The half-maximal inhibitory concentrations (IC₅₀) of rMETase and AG-270 were determined on HCT116 human colon-cancer cells and Hs-27 human normal fibroblasts in vitro. The efficacy of rMETase combined with AG-270, at their respective IC₅₀ values, on HCT116 and Hs-27 was also determined. Cell viability was evaluated using the WST-8 reagent.

The IC₅₀ values of rMETase were 0.35 U/ml for HCT116 and 1.14 U/ml for Hs-27. The IC₅₀ values of AG-270 were 4.38 μM for HCT116 and 6.55 μM for Hs-27. The combination of rMETase and AG-270, at their respective IC₅₀, had synergistic efficacy on both cancer and normal cells, reducing viability to approximately 20% in both cell lines (p<0.05).

AG-270 showed lack of cancer specificity in combination with rMETase when tested on both cancer and normal cells.
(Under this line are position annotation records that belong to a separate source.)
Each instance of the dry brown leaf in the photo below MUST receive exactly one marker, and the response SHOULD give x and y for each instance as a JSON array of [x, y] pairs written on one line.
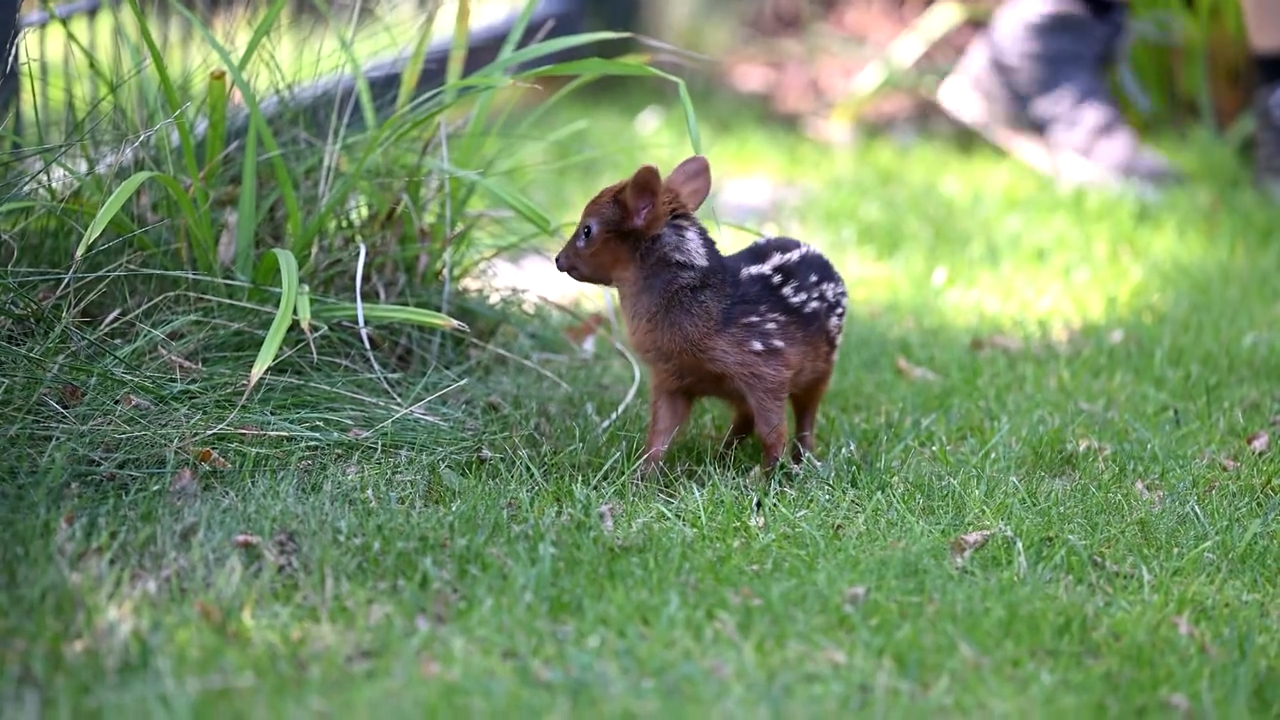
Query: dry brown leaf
[[835, 656], [1002, 342], [744, 596], [1188, 630], [71, 395], [965, 545], [1258, 442], [1184, 625], [131, 401], [227, 240], [914, 372], [210, 458], [178, 361], [184, 483], [583, 335], [855, 596], [429, 668], [1155, 495], [1179, 702], [211, 614], [284, 551]]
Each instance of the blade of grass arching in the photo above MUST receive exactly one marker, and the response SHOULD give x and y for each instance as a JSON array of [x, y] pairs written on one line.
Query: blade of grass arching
[[507, 58], [216, 132], [261, 30], [414, 71], [362, 92], [301, 244], [170, 95], [302, 309], [512, 199], [389, 313], [1205, 95], [120, 195], [457, 49], [548, 48], [287, 264], [508, 46], [246, 206], [625, 67]]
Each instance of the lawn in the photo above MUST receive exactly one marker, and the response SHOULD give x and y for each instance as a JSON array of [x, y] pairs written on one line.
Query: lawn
[[1078, 378]]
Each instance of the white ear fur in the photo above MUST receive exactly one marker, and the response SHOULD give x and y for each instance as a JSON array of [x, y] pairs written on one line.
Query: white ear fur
[[691, 181]]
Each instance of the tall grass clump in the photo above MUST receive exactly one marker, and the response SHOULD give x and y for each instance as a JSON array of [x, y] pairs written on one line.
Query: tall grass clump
[[231, 255]]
The present results contrast with numerous chemotherapy agents, which in combination with rMETase are synergistic on cancer cells but not on normal cells. The present findings suggest that MAT2A inhibition affects crucial metabolic pathways in normal as well as cancer cell types and thus AG-270 may not be suitable as a cancer-specific therapeutic strategy.